21233098Title: Telemachus and Homer
Author: Scott Locke
Genre: YA Fantasy
Age Group: Young Adult
Rating: 4 stars
Purchase: Amazon
Review copy provided by Enchanted Book Promotions on exchange for an honest review.

For every boy who grew up in his father’s shadow and every girl who has been underestimated, there comes a time to look within themselves to see if they have the strength to meet the challenges of the lives.  For Telemachus this time arrives soon after Odysseus returns from his twenty year absence, when Telemachus comes to appreciate that his own life needs to be about more than waiting for his father to guide him.  On the verge of embarking on an adventure, he learns that his community has been threatened and realizes that he does not know how to help.  Swallowing his pride, he recognizes that Homer, a young blind woman is a necessary ally.  Homer, like Telemachus has something to prove, for although she is respected for her knowledge, she feels unfairly defined by her community.  Together, as the people of Ithaca’s last hope, they begin their quest.

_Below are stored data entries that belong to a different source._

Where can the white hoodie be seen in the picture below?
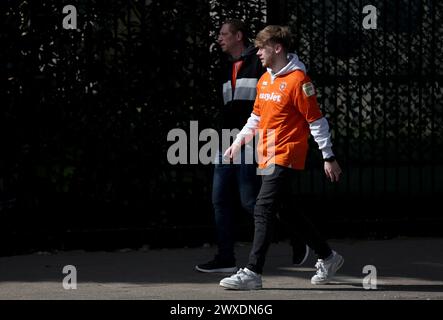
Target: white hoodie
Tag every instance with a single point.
(319, 128)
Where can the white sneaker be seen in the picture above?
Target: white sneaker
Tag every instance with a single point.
(244, 279)
(326, 269)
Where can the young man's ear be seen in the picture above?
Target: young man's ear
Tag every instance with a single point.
(278, 48)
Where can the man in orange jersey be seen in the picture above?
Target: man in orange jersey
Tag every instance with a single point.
(239, 73)
(286, 104)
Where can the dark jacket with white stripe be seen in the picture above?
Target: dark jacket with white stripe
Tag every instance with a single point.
(238, 104)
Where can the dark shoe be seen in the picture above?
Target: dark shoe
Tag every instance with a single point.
(300, 255)
(217, 266)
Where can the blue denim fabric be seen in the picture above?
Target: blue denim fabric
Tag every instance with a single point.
(232, 181)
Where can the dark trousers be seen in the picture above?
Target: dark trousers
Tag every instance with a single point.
(276, 196)
(230, 182)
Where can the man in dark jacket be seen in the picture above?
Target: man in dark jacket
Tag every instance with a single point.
(240, 76)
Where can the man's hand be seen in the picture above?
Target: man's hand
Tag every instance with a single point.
(332, 170)
(232, 152)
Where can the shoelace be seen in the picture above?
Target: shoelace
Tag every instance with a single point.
(321, 269)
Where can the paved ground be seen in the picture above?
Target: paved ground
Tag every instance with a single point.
(406, 269)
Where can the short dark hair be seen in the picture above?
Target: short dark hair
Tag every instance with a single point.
(236, 25)
(273, 34)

Back when I took Latin and Greek, I first heard the sotry of Odysseus, heard the mention of Homer, and I became enamored with the stories of tragic heroes, incredible journeys, the war on Troy, mythology and gods, and everything else these stories had to offer. Telemachus and Homer is a retelling of the ancient stories. Telemachus is Odysseus’ son, and when the latter comes home after twenty years, Telemachus must decide if he’ll keep on wasting his life, doing nothing more but wait around for his father to guide him, or if he’ll start to control his own life. Homer is a young woman – which is a clever twist – who proves an useful ally for Telemachus. Although blind, she has knowledge of all kinds of things, and the two of them must go on a quest to save Ithaca.

The premise is clever, and surprisingly, it works. The story and plot are engaging, and although some things are familiar (names, characters and settings) the story itself is original. Both main characters had their own strength and weakness. Homer feels undervalued, as does Telemachus. Both of them are searching for something more, a way to prove themselves to others, and to themselves.

While the plot and characters were great, some small details brought the book down from a five to a four star rating. The frequent use of adverbs, frequent use of the passive tense, and telling the reader how the characters feel instead of showing their emotions. These were minor details though, and I did enjoy the book, and would recommend it to other YA fantasy fans.